Petroica macrocephala

Physical Description

The Tomtit is a small passerine bird with distinctive plumage and markings. It has a compact body, a round head, and a relatively large head compared to its body size. The males and females have different colouration. Males have a black head and upper body with a white belly, while females have a grey-brown head and upper body with a pale yellow belly.

Habitat and Range

Tomtit are native to New Zealand and can be found throughout the country, including forests, shrublands, and alpine habitats. They are adaptable birds and can be seen in various environments, from lowland forests to subalpine regions. They often inhabit areas with dense vegetation and tree cover.

Feeding Habits

Tomtit are insectivorous birds, primarily feeding on insects, spiders, and other small invertebrates.

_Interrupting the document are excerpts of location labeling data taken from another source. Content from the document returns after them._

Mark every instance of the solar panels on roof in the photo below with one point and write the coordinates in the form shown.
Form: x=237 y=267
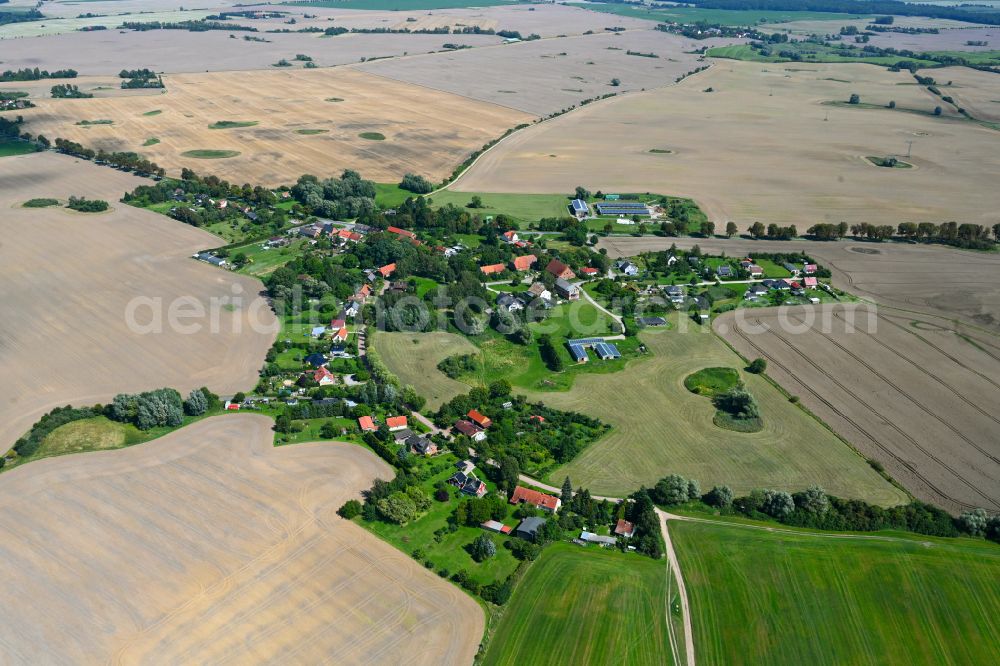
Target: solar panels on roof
x=607 y=350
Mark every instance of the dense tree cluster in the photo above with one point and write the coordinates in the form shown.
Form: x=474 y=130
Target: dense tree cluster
x=162 y=407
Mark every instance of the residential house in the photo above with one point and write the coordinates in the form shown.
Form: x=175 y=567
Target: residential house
x=566 y=290
x=496 y=526
x=624 y=528
x=529 y=527
x=402 y=232
x=470 y=430
x=604 y=541
x=580 y=208
x=396 y=422
x=509 y=302
x=674 y=293
x=523 y=263
x=560 y=270
x=479 y=419
x=421 y=445
x=539 y=500
x=324 y=377
x=538 y=290
x=627 y=267
x=315 y=359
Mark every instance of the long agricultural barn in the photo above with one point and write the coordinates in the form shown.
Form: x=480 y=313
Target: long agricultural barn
x=622 y=208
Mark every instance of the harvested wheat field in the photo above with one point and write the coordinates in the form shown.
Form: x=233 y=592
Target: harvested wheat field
x=414 y=357
x=173 y=51
x=931 y=279
x=915 y=393
x=209 y=545
x=426 y=132
x=978 y=92
x=765 y=145
x=560 y=72
x=68 y=279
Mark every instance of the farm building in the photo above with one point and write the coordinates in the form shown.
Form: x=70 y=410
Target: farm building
x=624 y=528
x=539 y=500
x=628 y=208
x=560 y=270
x=470 y=430
x=523 y=263
x=566 y=290
x=529 y=527
x=579 y=208
x=496 y=526
x=396 y=422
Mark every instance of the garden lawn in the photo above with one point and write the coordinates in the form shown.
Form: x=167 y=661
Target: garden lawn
x=449 y=553
x=659 y=428
x=585 y=606
x=761 y=597
x=522 y=207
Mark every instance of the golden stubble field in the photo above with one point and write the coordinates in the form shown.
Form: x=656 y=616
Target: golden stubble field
x=68 y=279
x=426 y=132
x=764 y=146
x=210 y=545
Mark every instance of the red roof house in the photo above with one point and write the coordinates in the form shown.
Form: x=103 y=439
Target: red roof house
x=523 y=263
x=540 y=500
x=324 y=377
x=479 y=419
x=559 y=269
x=624 y=528
x=396 y=422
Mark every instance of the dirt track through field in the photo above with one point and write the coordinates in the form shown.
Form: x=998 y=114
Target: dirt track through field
x=210 y=545
x=68 y=280
x=901 y=401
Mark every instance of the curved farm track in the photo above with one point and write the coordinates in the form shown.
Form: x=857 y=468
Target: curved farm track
x=910 y=391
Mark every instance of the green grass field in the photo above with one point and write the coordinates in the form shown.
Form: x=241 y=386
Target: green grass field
x=720 y=16
x=659 y=427
x=207 y=154
x=413 y=357
x=761 y=597
x=585 y=606
x=711 y=381
x=391 y=194
x=522 y=207
x=11 y=148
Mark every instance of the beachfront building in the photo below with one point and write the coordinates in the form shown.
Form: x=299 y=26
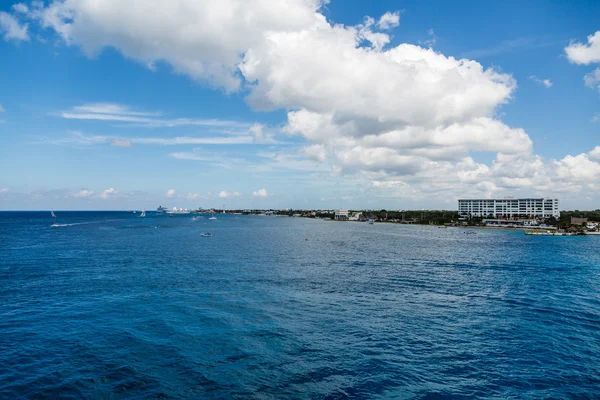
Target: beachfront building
x=509 y=208
x=342 y=215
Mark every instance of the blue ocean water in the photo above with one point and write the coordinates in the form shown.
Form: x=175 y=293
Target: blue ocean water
x=114 y=306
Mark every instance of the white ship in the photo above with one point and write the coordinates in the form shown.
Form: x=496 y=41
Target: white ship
x=176 y=210
x=161 y=210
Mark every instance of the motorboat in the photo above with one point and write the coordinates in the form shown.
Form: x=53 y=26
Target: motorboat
x=161 y=210
x=176 y=210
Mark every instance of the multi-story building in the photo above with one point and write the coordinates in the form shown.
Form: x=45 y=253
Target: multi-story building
x=509 y=208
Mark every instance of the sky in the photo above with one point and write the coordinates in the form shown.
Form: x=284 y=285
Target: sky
x=119 y=105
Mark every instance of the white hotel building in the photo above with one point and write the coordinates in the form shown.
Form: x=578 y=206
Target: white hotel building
x=509 y=208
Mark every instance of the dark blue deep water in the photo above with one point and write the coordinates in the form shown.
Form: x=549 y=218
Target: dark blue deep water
x=112 y=306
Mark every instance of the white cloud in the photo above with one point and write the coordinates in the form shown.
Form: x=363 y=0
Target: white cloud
x=592 y=80
x=202 y=39
x=224 y=194
x=194 y=140
x=389 y=20
x=585 y=53
x=109 y=193
x=195 y=196
x=121 y=143
x=11 y=28
x=125 y=114
x=81 y=139
x=88 y=193
x=20 y=8
x=545 y=82
x=404 y=118
x=432 y=39
x=260 y=193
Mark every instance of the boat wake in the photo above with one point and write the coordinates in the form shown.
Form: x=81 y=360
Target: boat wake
x=55 y=225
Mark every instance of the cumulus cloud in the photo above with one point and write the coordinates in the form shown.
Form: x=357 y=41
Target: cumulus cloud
x=389 y=20
x=202 y=39
x=592 y=80
x=108 y=193
x=11 y=28
x=224 y=194
x=195 y=196
x=585 y=53
x=403 y=117
x=545 y=82
x=260 y=193
x=121 y=143
x=20 y=8
x=88 y=193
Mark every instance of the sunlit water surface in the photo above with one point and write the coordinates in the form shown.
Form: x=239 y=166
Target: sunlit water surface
x=111 y=305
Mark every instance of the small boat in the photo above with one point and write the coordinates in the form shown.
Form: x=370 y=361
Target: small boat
x=54 y=219
x=161 y=210
x=176 y=210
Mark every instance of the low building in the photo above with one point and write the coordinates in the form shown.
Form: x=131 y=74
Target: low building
x=342 y=215
x=357 y=216
x=509 y=208
x=578 y=221
x=511 y=223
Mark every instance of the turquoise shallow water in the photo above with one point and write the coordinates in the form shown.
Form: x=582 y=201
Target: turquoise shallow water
x=117 y=307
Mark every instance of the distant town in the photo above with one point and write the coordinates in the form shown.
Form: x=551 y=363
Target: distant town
x=515 y=213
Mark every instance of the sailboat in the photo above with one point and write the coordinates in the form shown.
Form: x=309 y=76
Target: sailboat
x=54 y=219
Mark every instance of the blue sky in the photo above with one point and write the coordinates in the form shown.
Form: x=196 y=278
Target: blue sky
x=128 y=105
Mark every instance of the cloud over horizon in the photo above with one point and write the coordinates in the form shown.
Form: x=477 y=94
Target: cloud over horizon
x=401 y=118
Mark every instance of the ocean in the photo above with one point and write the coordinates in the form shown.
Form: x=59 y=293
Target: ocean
x=113 y=306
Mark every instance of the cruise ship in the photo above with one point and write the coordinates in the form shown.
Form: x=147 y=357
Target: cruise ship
x=176 y=210
x=161 y=210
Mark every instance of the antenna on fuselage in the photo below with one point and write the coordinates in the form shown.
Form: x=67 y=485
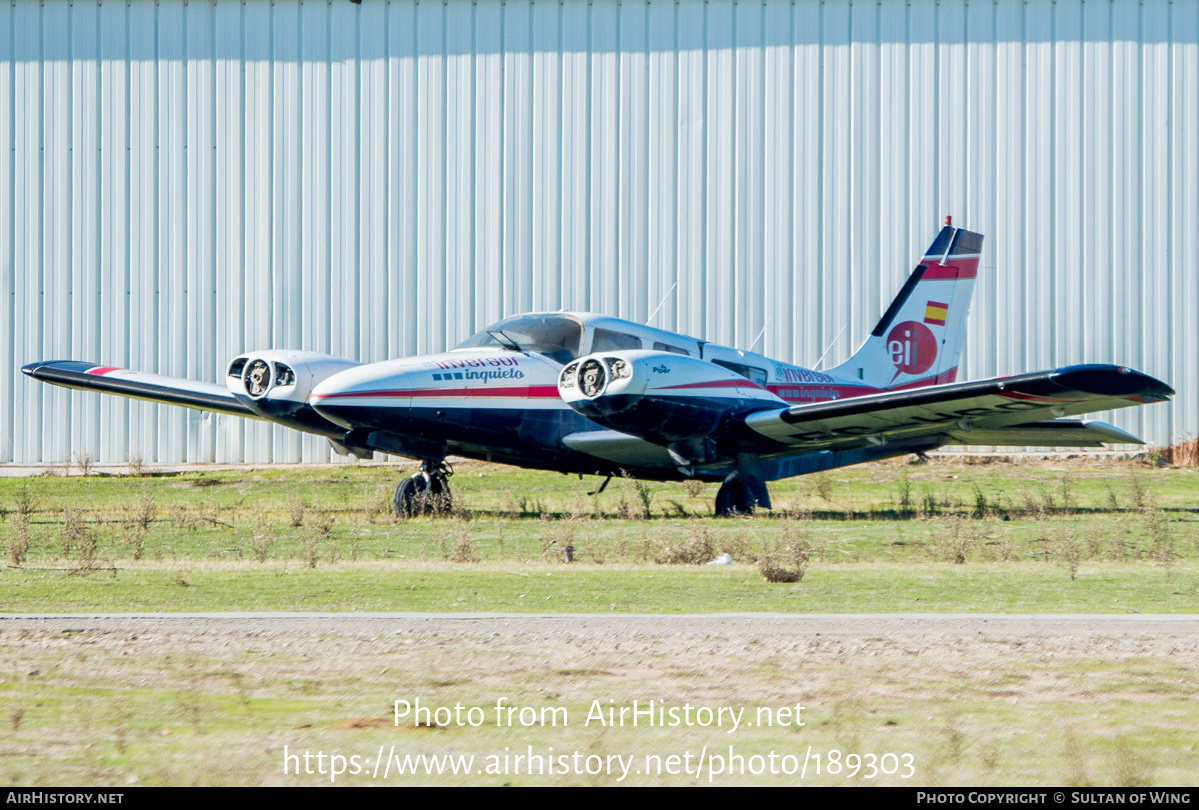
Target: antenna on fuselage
x=658 y=308
x=759 y=336
x=819 y=362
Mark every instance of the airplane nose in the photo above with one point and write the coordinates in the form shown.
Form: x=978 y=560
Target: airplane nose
x=366 y=396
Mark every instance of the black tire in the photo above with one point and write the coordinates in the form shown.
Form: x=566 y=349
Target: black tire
x=417 y=496
x=733 y=500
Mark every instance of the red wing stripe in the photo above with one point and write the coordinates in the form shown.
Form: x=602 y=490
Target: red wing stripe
x=1016 y=394
x=715 y=384
x=513 y=391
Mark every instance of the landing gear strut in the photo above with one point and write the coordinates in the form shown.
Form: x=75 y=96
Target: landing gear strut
x=427 y=491
x=743 y=491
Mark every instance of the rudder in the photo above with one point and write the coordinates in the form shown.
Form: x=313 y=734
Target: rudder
x=919 y=339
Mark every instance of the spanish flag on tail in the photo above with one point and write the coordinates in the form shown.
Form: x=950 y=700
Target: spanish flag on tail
x=935 y=313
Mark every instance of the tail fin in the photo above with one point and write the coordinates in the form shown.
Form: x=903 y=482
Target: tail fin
x=919 y=339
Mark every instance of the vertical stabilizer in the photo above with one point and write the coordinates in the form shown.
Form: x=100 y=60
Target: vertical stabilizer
x=919 y=339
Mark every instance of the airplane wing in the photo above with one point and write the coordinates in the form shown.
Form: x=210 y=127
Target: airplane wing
x=1017 y=410
x=139 y=385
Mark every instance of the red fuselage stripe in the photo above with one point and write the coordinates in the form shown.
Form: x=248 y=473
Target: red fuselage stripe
x=516 y=391
x=951 y=272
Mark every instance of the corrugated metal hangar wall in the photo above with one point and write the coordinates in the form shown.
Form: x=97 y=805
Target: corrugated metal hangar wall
x=182 y=181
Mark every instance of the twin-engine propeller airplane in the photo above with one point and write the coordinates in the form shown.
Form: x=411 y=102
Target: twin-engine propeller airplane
x=584 y=393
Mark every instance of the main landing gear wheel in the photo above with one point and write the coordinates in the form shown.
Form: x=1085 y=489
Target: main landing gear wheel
x=426 y=493
x=734 y=499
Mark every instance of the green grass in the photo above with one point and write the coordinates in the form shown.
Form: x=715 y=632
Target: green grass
x=1089 y=537
x=537 y=587
x=181 y=705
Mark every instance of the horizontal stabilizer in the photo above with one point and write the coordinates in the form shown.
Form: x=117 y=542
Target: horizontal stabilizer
x=138 y=385
x=962 y=410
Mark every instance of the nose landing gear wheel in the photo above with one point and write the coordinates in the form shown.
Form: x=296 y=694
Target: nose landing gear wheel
x=426 y=493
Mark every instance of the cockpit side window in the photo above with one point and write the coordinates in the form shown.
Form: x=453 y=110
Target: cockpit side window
x=667 y=346
x=613 y=340
x=751 y=373
x=554 y=336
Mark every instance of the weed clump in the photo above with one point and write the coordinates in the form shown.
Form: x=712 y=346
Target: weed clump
x=788 y=561
x=18 y=540
x=464 y=550
x=1184 y=454
x=696 y=550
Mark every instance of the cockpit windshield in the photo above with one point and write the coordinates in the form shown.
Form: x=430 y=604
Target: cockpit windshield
x=556 y=336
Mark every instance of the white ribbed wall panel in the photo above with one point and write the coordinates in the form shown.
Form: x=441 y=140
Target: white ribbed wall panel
x=185 y=181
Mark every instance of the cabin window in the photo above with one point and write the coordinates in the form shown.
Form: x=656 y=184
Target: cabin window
x=613 y=340
x=554 y=336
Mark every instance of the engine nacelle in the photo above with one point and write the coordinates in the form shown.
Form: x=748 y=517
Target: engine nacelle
x=277 y=382
x=666 y=398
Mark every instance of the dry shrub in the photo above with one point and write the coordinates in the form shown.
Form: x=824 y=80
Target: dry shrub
x=739 y=549
x=1184 y=454
x=145 y=509
x=824 y=485
x=1068 y=548
x=958 y=540
x=83 y=458
x=309 y=550
x=71 y=535
x=789 y=560
x=295 y=512
x=263 y=546
x=696 y=550
x=18 y=540
x=464 y=550
x=375 y=503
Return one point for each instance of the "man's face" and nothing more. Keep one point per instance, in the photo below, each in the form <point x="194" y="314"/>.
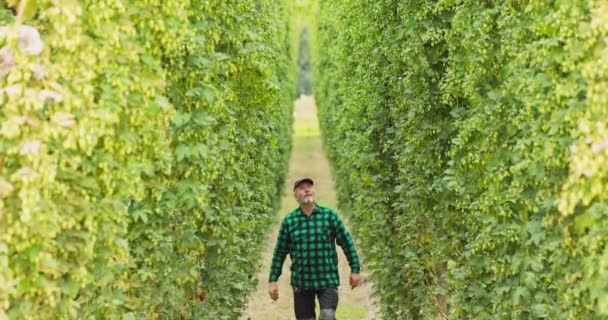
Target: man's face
<point x="304" y="193"/>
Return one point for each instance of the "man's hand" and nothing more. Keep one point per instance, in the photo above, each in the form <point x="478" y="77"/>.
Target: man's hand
<point x="273" y="290"/>
<point x="355" y="280"/>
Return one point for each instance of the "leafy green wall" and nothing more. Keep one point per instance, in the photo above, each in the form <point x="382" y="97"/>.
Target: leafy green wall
<point x="143" y="152"/>
<point x="468" y="140"/>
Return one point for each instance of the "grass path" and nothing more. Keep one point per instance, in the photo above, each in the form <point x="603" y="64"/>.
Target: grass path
<point x="308" y="159"/>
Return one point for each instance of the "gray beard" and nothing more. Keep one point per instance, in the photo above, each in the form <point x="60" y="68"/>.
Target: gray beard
<point x="308" y="200"/>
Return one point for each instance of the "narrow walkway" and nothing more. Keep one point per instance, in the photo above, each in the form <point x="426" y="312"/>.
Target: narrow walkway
<point x="308" y="159"/>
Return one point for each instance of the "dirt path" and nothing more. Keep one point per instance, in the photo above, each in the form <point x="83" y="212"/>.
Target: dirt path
<point x="308" y="159"/>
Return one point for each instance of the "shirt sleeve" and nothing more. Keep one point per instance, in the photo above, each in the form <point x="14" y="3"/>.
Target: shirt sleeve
<point x="344" y="240"/>
<point x="281" y="250"/>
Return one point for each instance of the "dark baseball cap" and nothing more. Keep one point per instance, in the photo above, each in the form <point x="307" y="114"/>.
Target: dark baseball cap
<point x="299" y="181"/>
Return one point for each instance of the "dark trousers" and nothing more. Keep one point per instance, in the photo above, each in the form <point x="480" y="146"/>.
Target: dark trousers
<point x="304" y="303"/>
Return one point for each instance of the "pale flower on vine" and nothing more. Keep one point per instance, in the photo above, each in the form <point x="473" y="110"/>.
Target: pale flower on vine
<point x="6" y="61"/>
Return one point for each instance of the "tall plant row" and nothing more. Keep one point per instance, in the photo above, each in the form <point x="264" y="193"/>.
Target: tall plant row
<point x="469" y="142"/>
<point x="143" y="149"/>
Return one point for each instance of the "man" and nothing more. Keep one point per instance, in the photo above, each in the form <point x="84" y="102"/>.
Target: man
<point x="309" y="235"/>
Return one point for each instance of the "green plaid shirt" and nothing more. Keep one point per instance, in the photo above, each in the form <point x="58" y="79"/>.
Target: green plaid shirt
<point x="311" y="243"/>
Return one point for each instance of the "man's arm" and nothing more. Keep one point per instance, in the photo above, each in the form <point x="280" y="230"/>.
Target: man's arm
<point x="344" y="240"/>
<point x="281" y="250"/>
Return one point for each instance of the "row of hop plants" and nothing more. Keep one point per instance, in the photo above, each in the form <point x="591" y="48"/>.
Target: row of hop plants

They have a quick and agile flight, allowing them to catch flying insects mid-air. They also forage on tree trunks and branches, gleaning insects from the bark. In addition to insects, they may consume nectar, berries, and seeds.

Breeding and Nesting

Tomtit breed during the New Zealand summer, forming monogamous pairs. They build cup-shaped nests in tree hollows, crevices, or cavities in rocks or buildings. The female lays a clutch of eggs, and both parents participate in incubation and raising the chicks. The male often helps with feeding the young.

Conservation Status

The Tomtit is not currently classified as a threatened species. However, certain subspecies, such as the South Island Tomtit (Petroica macrocephala macrocephala), have experienced declines in some regions due to habitat loss and predation by introduced mammals. Conservation efforts focus on protecting their habitats and controlling invasive predators.

Trees and Plant Preferences

Tomtit can be found in various forested habitats, where they rely on native trees and shrubs for foraging and nesting. They are often associated with podocarp and beech forests. They may be attracted to various native tree species, including totara, rimu, kahikatea, mataī, and various shrubs that provide food sources and nesting sites.

Interesting Facts

  • The Maori name "Miromiro" refers to the fluttering and acrobatic flight of the Tomtit.
  • The male Tomtit has a particular song consisting of a series of clear, high-pitched notes.
  • Tomtits are known for their bold and curious behaviour, often approaching humans in search of food.
  • They have a wide distribution across New Zealand, with variations in plumage and colouration among different subspecies.
  • The Tomtit plays a role in native forest ecosystems by feeding on insects, contributing to pest control.